Thank you @RafaD5, I've found one more thing that slows down the prediction time. I'm always loading out-of-folds predictions when loading models. It is needed when the training is interrupted to continue training (oofs are needed for ensemble and stacking). There will 3 steps to speed-up predictions:

I'm working on this right now, so the fix should be today/tomorrow.

pplonski commented 3 years ago

@RafaD5 @salomonMuriel I've pushed fixes to the dev branch, to install the package with the newest changes please run:

pip install -U git+https://github.com/mljar/mljar-supervised.git@dev

I checked the solution by running few examples and it was working fine.

What I did:

The changes are not backward compatible so there is a need to retrain models from scratch.

salomonMuriel commented 3 years ago

That's great @pplonski ! Much appreciated. Our work with @RafaD5 and I believe that of many users of the package in production environments is very much affected by response times so every msec counts.

Another possible change would be to pre-load the models needed for prediction on the class init from a pre-trained set of moldes (so basically when a folder path is provided), so that they would be already loaded when .predict() is called. Maybe it could be added as an optional boolean parameter?

pplonski commented 3 years ago

@salomonMuriel I agree, the parameter to load models can be a way to go, I need to think about how this can be effectively implemented.
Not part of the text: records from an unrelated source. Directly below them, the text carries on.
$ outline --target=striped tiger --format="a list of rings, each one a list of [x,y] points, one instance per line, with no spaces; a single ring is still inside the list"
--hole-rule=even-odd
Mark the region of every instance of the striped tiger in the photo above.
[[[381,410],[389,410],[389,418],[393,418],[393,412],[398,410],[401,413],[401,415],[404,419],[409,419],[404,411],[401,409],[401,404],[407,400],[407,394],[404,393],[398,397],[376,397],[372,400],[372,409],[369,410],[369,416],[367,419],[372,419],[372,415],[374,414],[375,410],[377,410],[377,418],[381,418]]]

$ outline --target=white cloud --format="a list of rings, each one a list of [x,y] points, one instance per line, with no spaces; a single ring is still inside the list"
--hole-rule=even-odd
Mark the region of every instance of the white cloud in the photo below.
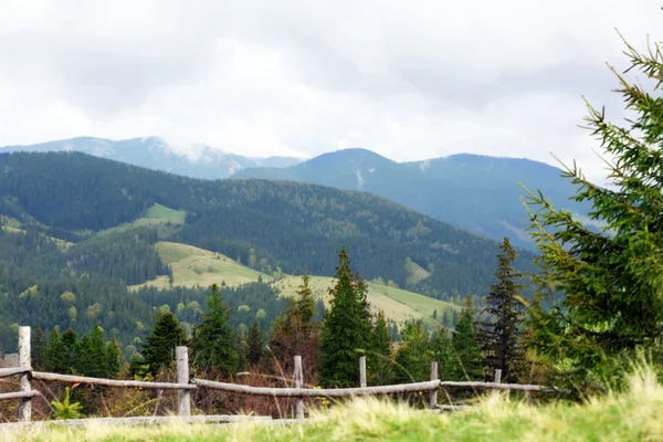
[[[618,28],[651,0],[31,1],[0,6],[0,145],[159,135],[244,155],[471,151],[598,179],[581,94],[623,116]]]

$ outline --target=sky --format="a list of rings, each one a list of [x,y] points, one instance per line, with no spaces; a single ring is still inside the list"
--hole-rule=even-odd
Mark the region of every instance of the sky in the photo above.
[[[583,97],[620,123],[617,30],[645,50],[662,24],[654,0],[1,0],[0,146],[552,154],[600,181]]]

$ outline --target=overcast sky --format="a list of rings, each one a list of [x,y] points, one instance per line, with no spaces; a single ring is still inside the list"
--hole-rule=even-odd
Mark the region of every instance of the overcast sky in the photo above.
[[[0,0],[0,146],[554,152],[598,179],[581,96],[623,116],[615,28],[639,49],[663,40],[660,2]]]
I will let you know at the beginning of the next week.

pplonski commented 3 years ago

@salomonMuriel I thought about this and it will be implemented in the following way:

pplonski commented 3 years ago

All code updates are in the dev branch. The changes:

The changes will go to the 0.9.0 release.

salomonMuriel commented 3 years ago

Amazing @pplonski !! Thanks so much, this is extremely helpful.